At the outbreak of the Second World War, the P&O ships were commandeered as troop carriers. Cummins remained as chief officer on the converted liner Viceroy of India. On 11 November 1942, having disembarked troops at Oran for the North African invasion at 4.30am, the ship was hit by a torpedo while Cummins was having his coffee. "As chief officer, I was sent down to check how long the ship could stay afloat - all I had was a little flashlight," he said.

"The water was pouring in and the noise of it coming through was horrendous. I still have dreams about it. Thank God we had landed the troops, otherwise this would have been a disaster."

He then became chief officer of the Ile de France which on occasion carried as many as 10,000 troops across the Atlantic. They sailed at 25 knots, so there was little danger, as this was faster than any U-boat. In 1945 Cummins became captain of the Maloja where he was responsible for taking Italian POWs back home and Zulus back to Africa. Always a strict disciplinarian, he was much impressed by the latter and singularly unimpressed by the former.
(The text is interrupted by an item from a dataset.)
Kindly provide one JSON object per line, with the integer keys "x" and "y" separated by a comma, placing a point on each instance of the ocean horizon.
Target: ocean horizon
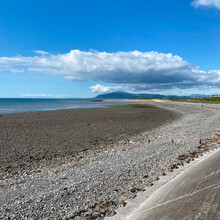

Although he had seemed destined to remain a bachelor, at the age of 52 Cummins met and fell in love with Rosemary Byers, a passenger on a voyage from Australia. He married her in Sydney in 1955 and she undoubtedly transformed his life. When, for my book The Last Post (2005), I asked Cummins to name the most important thing for him, aside from discipline, he told me:

"I think love has been the most important thing. Not sex, although sex is part of love. Love brings contentment, which brings good health. Misery and unhappiness leads to ill-health. It's not just the love of a husband or wife, but of one's children and family."

Cummins retired from P&O in 1960. From 1962 until 1974, he was chairman of the Marlborough Rural District Council planning committee.